Most of us – by whom I mean most of the country’s readers, Sinhala speaking and reading – tend to read through certain authors and genres as we grow up. This is true of the readers in the LRA: conversing with many of them, I realised how similar their preferences were: from translations of Russian (Soviet era) texts (a particular favourite: Saba Minisekuge Kathawak, based on Poleyov’s The Story of a Real Man) to Sherlock Holmes rip-offs (done by Chandana Mendis, who gets a new story out in time for the Book Fair every year), they then evolve to more serious original texts (usually, but not always, Martin Wickramasinghe) and occasional translations (Gorky’s Mother as Amma) before indulging in adolescent texts, which bifurcate between glossy romances (Edward Mallawarachchi then, Sujeewa Prasannaarachchi today) and literary award winners, mostly social novels (Mahinda Prasad Masimbula).
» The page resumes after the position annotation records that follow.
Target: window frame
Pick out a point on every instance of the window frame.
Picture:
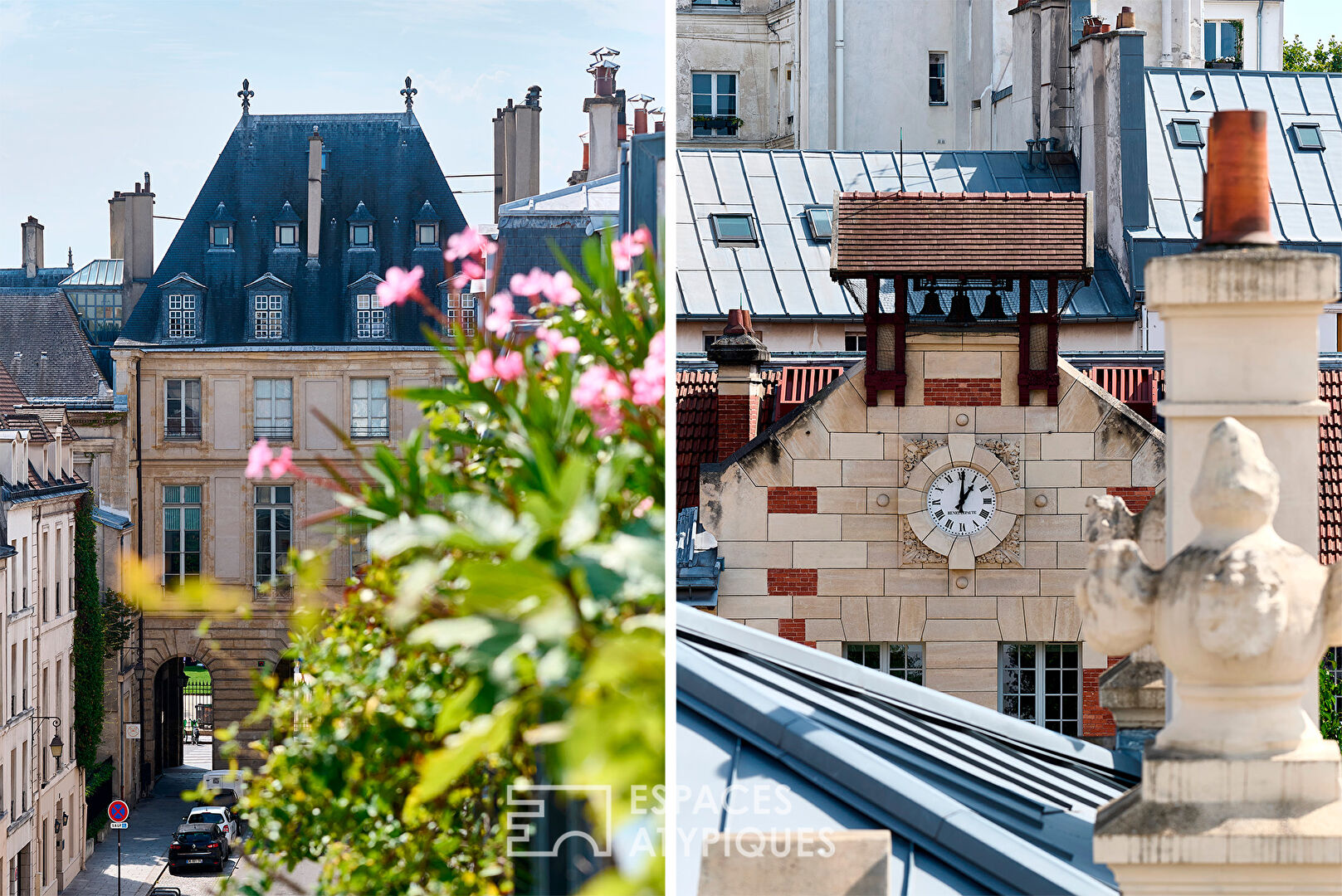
(183, 430)
(187, 309)
(935, 80)
(1300, 128)
(182, 504)
(715, 95)
(371, 430)
(734, 241)
(271, 507)
(1179, 137)
(811, 212)
(885, 650)
(274, 430)
(1040, 693)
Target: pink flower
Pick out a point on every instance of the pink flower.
(510, 367)
(627, 247)
(469, 243)
(561, 290)
(399, 285)
(485, 367)
(650, 381)
(557, 343)
(500, 318)
(261, 459)
(532, 283)
(600, 392)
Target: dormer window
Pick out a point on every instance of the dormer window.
(269, 299)
(182, 298)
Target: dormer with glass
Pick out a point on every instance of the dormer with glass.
(183, 306)
(267, 300)
(286, 230)
(371, 322)
(220, 230)
(361, 228)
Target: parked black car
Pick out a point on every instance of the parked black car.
(198, 846)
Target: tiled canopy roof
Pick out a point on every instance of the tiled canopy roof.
(891, 234)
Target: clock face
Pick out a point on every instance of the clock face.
(961, 500)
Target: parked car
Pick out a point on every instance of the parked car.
(217, 815)
(198, 846)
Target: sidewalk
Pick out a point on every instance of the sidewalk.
(144, 844)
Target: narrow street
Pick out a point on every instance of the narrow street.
(144, 845)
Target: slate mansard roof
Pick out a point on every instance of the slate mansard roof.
(1306, 183)
(976, 802)
(787, 275)
(380, 160)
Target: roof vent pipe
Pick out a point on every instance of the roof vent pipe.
(1237, 200)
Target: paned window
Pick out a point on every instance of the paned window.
(1220, 41)
(273, 409)
(274, 514)
(734, 228)
(269, 317)
(715, 104)
(371, 318)
(935, 80)
(368, 408)
(182, 535)
(822, 223)
(900, 660)
(182, 408)
(100, 313)
(182, 317)
(1042, 683)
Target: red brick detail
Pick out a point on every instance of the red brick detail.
(789, 499)
(963, 392)
(739, 416)
(793, 581)
(1135, 497)
(1096, 722)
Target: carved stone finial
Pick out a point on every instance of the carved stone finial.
(1240, 616)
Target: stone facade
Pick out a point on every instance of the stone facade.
(816, 518)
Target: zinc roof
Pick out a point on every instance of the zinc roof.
(787, 274)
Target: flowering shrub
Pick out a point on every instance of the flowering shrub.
(509, 624)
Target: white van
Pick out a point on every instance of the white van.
(224, 781)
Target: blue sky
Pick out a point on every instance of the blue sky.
(94, 93)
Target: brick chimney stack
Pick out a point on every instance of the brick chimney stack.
(32, 246)
(739, 356)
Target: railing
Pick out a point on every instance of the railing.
(276, 432)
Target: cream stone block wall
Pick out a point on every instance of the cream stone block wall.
(874, 578)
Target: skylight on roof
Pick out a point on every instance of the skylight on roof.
(733, 228)
(822, 222)
(1307, 136)
(1188, 132)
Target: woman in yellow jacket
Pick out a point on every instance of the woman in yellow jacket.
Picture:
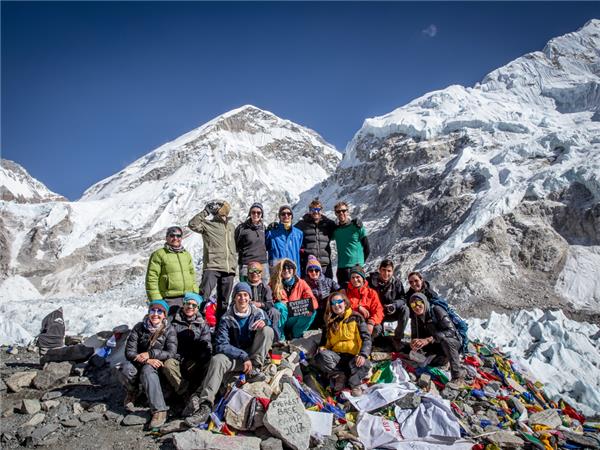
(345, 345)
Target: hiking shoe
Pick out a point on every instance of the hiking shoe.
(199, 417)
(158, 419)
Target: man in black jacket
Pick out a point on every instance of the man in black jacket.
(391, 295)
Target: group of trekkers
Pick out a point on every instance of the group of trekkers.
(286, 287)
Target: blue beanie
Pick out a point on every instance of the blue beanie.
(159, 304)
(242, 287)
(193, 296)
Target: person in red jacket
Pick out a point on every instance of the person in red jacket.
(293, 299)
(363, 299)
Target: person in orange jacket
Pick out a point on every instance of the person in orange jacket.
(363, 299)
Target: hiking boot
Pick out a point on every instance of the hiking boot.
(158, 419)
(199, 417)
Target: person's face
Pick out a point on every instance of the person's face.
(254, 274)
(313, 273)
(342, 214)
(385, 273)
(174, 239)
(190, 307)
(242, 301)
(338, 305)
(415, 283)
(285, 216)
(255, 215)
(156, 315)
(418, 307)
(357, 280)
(315, 213)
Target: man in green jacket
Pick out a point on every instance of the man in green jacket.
(171, 271)
(219, 256)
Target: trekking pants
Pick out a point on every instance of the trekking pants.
(329, 362)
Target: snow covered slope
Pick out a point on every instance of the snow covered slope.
(105, 238)
(492, 190)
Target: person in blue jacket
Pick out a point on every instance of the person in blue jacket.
(242, 343)
(283, 239)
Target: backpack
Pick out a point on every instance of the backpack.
(459, 323)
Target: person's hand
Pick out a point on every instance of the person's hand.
(142, 357)
(154, 363)
(364, 312)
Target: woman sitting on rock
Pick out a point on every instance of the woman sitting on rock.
(150, 344)
(294, 300)
(345, 345)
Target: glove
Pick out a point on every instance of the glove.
(357, 222)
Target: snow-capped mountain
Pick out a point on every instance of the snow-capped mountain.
(492, 190)
(105, 238)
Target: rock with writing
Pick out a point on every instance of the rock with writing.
(287, 420)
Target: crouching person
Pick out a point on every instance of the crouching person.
(194, 346)
(242, 342)
(150, 345)
(345, 345)
(434, 333)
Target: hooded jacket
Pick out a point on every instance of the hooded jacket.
(441, 327)
(219, 243)
(170, 274)
(367, 298)
(227, 337)
(317, 238)
(193, 337)
(163, 348)
(250, 242)
(351, 336)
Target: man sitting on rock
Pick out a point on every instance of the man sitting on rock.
(242, 342)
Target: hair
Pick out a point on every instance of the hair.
(342, 203)
(386, 263)
(277, 277)
(329, 315)
(316, 203)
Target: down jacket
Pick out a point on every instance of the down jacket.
(163, 348)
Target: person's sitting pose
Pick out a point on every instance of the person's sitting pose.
(345, 345)
(242, 342)
(150, 344)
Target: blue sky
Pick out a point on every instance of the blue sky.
(88, 87)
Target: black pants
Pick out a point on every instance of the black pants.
(223, 281)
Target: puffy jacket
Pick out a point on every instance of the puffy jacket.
(219, 243)
(390, 293)
(227, 338)
(250, 242)
(317, 238)
(284, 244)
(193, 337)
(170, 274)
(163, 348)
(322, 287)
(299, 291)
(352, 335)
(367, 298)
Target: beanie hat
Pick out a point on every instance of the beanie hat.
(193, 296)
(256, 205)
(160, 304)
(224, 209)
(242, 287)
(313, 263)
(359, 270)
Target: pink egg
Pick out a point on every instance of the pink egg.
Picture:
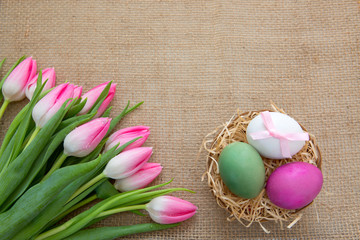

If one notices and deplores a uniformity in these tastes and trends, it must be pointed out that uniformity doesn’t necessarily imply staticity: these readers do view literature through a certain framework that conforms to the trajectory I’ve outlined above, yet they indulge in individual preferences as well, which is another way of saying they are eclectic: for the most in Sinhala, though also in English. This may not put them in the same league or class as their English medium counterparts, but it does put them above this league in some respects: thus it was with some amusement that I listened to one member of the association recollecting how frustrated he became with some of his English medium classmates and the books they preferred: “it was always Enid Blyton and Goosebumps, the most juvenile stories you could imagine.” Those from Sinhala speaking backgrounds, by contrast, “read more widely, with a better selection of titles and authors to choose from.”

For all intents and purposes, the LRA is still active. Yet the projects it undertakes now seem few and far between, compared with those that marked it out well in the years I associated with it. To me, the link these school clubs and societies throw up, between their literary and cultural bent and their membership, has more or less dovetailed with another link, between the elite position of their schools and the new petite bourgeoisie, the Grade Five scholarship class, changing the social composition of those schools. In that sense these clubs tell us a lot about the changing face of these institutions. They also tell us a lot about the changing face of the country, from not just social and cultural, but also political standpoints. Not unlike the role played by libraries in the unfolding of social processes, hence, these linkages represent exciting fields of study for the anthropologist, as well as the ethnographer.